Please excuse if this is in the wrong tracker, it might need to be in the CUDA or OpenMP section (in fact, I'll file an issue there as well) I have a file without any OpenMP in it, and if I try clang++ [cuda args] -x cuda -std=c++11 --cuda-gpu-arch=sm_30 -stdlib=libc++ b.cpp it is successful. If on the other hand I try clang++ [cuda args] -x cuda -std=c++11 --cuda-gpu-arch=sm_30 -stdlib=libc++ -fopenmp b.cpp I get error: The target 'nvptx64-nvidia-cuda' is not a supported OpenMP host target. It appears that Clang only sees that I am using a CUDA backend and am using the OpenMP flag, not checking whether any OpenMP code actually needs to go to the PTX backend. Much like the Sandia folks, we're writing portable parallel programming models and would really love to put Clang through its paces, but if we can't write code where CUDA sections follow OpenMP ones, we won't be able to.
> Please excuse if this is in the wrong tracker, it might need to be in the CUDA or OpenMP section (in fact, I'll file an issue there as well) This is the right one.
What is going on is that -fopenmp is passed to the frontend command that generates code for CUDA. There is work under way to get a generic offloading implementation in clang. That will enable understanding the offloading programming model and pass the options -fopenmp only for OpenMP offloading code generation. Given that OpenMP offloading support in the driver, is not yet complete, a fix would be to not pass -fopenmp for any offloading toolchain. I'll post a patch for fixing that. Thanks for posting the bug.
(In reply to comment #2) > What is going on is that -fopenmp is passed to the frontend command that > generates code for CUDA. There is work under way to get a generic offloading > implementation in clang. That will enable understanding the offloading > programming model and pass the options -fopenmp only for OpenMP offloading > code generation. > > Given that OpenMP offloading support in the driver, is not yet complete, a > fix would be to not pass -fopenmp for any offloading toolchain. I'll post a > patch for fixing that. > > Thanks for posting the bug. Just to clarify, we *do* have code that looks like ________________________________________ Initialize() run_parallel(openmp,[=](int i){ //OpenMP parallel stuff }); run_parallel(cuda,[=](int i)__device{ //cuda parallel stuff }); ______________________________________ Will this intermediate solution of selective passing of -fopenmp work on a system like this? Thanks for responding so quickly!
Created attachment 16812 [details] A reduced version of the kind of parallel programming system we're writing
Sorry, used to systems in which I can edit comments rather than spam, last message for a while: the full version of the parallel system is at https://github.com/LLNL/RAJA if you want to check it out, but it doesn't currently build with this Clang (due to the "device attribute placement" bug Christian pointed out)
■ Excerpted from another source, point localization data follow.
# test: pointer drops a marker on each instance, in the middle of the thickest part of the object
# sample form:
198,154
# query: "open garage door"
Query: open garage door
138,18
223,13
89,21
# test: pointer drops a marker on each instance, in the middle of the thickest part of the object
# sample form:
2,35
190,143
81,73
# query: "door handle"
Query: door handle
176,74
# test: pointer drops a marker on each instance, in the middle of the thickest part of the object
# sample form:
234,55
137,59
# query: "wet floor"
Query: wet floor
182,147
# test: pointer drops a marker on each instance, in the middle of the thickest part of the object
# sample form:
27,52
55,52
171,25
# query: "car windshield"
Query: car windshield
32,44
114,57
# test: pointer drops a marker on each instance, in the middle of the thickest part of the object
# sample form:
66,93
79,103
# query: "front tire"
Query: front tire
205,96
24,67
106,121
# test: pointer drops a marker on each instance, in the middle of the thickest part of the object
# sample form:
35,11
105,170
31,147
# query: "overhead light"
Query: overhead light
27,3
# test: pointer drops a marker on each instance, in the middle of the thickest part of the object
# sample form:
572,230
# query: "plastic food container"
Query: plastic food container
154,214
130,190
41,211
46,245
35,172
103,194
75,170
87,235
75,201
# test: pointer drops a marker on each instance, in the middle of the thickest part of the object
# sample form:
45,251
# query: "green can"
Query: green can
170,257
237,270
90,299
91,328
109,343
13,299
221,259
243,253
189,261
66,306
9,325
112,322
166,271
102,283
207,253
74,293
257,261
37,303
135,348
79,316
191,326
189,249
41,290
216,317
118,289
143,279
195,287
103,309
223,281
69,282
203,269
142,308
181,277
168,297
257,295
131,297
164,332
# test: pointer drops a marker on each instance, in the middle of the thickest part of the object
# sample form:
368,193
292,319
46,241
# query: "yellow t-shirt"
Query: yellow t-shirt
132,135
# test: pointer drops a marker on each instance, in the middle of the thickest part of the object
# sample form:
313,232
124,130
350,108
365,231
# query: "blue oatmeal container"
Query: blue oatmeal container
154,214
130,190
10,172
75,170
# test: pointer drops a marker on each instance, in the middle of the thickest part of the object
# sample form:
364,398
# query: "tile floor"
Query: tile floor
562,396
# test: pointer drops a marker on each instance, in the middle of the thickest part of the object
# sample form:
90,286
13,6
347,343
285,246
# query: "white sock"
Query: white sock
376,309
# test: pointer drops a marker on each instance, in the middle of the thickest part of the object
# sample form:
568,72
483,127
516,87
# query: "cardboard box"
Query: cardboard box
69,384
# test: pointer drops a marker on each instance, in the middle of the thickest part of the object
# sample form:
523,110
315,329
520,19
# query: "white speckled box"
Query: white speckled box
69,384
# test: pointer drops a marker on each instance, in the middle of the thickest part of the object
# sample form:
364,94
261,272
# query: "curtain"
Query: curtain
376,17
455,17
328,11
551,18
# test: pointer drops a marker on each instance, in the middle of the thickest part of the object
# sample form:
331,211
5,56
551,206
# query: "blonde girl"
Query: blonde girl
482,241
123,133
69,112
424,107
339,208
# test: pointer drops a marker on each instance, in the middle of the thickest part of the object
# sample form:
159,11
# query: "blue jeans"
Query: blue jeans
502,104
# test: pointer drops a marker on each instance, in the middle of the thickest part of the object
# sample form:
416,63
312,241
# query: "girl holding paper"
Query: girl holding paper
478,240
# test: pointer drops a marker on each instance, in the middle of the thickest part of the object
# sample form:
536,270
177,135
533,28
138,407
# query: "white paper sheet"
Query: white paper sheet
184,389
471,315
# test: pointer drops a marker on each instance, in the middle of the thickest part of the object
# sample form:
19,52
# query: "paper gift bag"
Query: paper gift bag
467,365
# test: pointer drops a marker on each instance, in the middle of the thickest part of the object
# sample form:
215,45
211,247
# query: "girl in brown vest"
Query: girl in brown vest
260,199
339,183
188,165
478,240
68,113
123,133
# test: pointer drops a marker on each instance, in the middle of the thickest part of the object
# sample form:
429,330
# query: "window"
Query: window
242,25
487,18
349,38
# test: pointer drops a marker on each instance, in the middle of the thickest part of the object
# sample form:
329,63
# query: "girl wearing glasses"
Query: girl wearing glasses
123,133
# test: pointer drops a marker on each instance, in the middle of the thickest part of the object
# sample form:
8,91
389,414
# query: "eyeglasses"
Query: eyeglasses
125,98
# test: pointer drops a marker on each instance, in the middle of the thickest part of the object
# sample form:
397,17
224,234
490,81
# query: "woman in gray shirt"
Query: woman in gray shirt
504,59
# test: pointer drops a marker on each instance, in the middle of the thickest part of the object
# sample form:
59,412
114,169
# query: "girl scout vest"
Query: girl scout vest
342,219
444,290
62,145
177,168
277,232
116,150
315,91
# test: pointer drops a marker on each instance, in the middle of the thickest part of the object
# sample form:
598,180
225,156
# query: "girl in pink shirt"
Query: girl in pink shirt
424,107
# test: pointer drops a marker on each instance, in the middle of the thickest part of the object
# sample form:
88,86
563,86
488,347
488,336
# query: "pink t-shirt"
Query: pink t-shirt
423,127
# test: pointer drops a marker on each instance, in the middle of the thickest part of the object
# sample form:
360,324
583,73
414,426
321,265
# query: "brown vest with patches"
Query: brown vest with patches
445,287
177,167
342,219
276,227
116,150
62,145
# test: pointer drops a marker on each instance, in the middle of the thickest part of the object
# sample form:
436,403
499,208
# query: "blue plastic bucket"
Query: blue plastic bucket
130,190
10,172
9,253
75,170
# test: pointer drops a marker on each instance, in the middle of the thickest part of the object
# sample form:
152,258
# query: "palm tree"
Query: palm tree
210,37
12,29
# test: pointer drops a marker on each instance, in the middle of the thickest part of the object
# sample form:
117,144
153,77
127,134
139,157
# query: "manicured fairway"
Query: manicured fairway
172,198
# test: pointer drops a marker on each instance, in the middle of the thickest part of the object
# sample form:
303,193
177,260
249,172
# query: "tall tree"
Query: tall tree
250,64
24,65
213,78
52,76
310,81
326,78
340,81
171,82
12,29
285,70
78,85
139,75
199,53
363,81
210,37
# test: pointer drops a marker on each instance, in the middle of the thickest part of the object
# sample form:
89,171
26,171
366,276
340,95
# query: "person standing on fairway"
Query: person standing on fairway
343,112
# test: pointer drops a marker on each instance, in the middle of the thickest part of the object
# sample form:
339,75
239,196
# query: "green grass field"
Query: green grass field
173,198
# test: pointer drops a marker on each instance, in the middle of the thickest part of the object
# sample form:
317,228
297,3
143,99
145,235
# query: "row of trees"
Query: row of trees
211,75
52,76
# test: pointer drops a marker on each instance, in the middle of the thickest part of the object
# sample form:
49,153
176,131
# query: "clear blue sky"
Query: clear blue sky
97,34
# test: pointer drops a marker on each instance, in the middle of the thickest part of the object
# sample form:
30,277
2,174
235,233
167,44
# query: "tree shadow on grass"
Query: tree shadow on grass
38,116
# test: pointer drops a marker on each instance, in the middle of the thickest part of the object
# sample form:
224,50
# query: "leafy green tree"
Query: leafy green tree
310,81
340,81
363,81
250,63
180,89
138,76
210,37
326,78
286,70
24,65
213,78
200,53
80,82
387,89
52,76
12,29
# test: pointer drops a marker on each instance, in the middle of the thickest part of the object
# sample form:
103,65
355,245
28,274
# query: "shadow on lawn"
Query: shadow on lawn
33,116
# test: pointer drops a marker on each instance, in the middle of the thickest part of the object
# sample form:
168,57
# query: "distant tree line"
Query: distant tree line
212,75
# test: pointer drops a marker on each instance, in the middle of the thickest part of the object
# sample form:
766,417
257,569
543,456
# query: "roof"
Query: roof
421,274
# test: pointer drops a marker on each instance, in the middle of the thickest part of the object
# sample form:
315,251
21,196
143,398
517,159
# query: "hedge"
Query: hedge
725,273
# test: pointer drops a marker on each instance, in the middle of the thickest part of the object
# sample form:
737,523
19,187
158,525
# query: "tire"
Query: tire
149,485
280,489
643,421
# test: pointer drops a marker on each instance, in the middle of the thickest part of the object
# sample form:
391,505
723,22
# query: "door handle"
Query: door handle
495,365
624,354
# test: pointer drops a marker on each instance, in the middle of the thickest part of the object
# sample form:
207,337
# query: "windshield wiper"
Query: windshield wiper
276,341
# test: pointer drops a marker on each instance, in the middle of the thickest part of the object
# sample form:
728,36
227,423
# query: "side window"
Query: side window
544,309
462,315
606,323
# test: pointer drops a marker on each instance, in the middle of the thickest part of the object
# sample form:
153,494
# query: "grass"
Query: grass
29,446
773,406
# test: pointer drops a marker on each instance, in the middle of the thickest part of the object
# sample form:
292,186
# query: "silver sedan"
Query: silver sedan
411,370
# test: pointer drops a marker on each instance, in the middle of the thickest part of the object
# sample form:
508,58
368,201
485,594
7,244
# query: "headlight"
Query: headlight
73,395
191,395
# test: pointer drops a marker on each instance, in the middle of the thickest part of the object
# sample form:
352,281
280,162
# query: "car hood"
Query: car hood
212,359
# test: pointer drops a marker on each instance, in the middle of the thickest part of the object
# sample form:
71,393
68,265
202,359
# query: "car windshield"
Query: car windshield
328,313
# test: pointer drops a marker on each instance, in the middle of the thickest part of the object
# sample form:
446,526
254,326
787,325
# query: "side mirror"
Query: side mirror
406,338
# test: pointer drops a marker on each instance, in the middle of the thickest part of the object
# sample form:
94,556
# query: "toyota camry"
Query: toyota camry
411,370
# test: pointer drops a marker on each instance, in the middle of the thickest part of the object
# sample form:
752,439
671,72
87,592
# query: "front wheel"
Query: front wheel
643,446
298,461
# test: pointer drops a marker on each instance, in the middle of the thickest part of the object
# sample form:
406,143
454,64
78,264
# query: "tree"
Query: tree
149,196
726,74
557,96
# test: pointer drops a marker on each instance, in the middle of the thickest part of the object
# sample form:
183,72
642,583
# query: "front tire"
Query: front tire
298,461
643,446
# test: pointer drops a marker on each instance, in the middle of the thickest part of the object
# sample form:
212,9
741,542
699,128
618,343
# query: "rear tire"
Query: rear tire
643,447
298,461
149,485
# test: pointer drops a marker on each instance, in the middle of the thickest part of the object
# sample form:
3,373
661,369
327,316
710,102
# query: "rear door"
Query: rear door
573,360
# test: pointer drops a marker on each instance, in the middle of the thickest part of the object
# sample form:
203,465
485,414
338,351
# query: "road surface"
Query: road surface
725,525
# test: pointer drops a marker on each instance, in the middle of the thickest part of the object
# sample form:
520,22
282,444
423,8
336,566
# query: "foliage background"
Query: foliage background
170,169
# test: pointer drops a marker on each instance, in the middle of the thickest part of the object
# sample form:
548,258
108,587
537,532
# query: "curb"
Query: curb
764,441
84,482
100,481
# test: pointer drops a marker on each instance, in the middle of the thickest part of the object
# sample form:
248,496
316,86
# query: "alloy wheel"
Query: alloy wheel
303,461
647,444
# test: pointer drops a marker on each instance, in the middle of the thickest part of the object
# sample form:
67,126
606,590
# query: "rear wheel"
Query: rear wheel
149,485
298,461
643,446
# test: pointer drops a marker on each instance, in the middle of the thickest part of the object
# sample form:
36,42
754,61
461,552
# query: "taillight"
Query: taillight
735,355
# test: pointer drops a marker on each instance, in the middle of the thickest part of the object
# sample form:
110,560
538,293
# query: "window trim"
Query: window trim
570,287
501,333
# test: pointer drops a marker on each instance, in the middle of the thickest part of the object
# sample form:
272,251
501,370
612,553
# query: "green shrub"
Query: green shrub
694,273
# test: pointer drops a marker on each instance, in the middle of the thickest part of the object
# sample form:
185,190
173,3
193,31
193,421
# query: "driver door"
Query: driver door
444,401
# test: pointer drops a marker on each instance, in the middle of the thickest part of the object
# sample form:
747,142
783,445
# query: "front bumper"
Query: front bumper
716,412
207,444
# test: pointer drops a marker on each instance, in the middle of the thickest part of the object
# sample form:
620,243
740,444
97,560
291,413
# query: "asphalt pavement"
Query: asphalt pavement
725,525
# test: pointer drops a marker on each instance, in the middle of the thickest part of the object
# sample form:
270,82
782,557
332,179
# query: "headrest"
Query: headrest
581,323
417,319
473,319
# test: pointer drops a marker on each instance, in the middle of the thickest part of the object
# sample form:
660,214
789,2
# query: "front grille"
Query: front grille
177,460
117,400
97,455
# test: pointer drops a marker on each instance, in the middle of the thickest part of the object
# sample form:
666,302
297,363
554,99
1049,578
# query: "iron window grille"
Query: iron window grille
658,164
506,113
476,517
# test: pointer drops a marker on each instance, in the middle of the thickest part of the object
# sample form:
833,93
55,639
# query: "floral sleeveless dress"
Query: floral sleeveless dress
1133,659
(In reply to comment #3) > (In reply to comment #2) > > What is going on is that -fopenmp is passed to the frontend command that > > generates code for CUDA. There is work under way to get a generic offloading > > implementation in clang. That will enable understanding the offloading > > programming model and pass the options -fopenmp only for OpenMP offloading > > code generation. > > > > Given that OpenMP offloading support in the driver, is not yet complete, a > > fix would be to not pass -fopenmp for any offloading toolchain. I'll post a > > patch for fixing that. > > > > Thanks for posting the bug. > > Just to clarify, we *do* have code that looks like > ________________________________________ > Initialize() > > run_parallel(openmp,[=](int i){ > //OpenMP parallel stuff > }); > > run_parallel(cuda,[=](int i)__device{ > //cuda parallel stuff > }); > ______________________________________ > > Will this intermediate solution of selective passing of -fopenmp work on a > system like this? Thanks for responding so quickly! Based on your description I think the fix would work just fine. All it would do is to prevent the CUDA code generation to choke on OpenMP options and directives.
Fantastic, this kind of support is really appreciated. If you ping me when it's in (or comment on this bug) I'll try to run it through RAJA and either get you a reason why it's still not working or tell you that it is working
Fixed in r276979.
You folks are wonderful, awesome time to candidate solution. I'll take it out for a spin and get you feedback. Much appreciated!
Verifying that this fixes this particular bug, we're going to be scaling up our use of LLVM to testing it on our mini-apps, I'll report any future bugs as they arise. Seriously impressive work, thanks again!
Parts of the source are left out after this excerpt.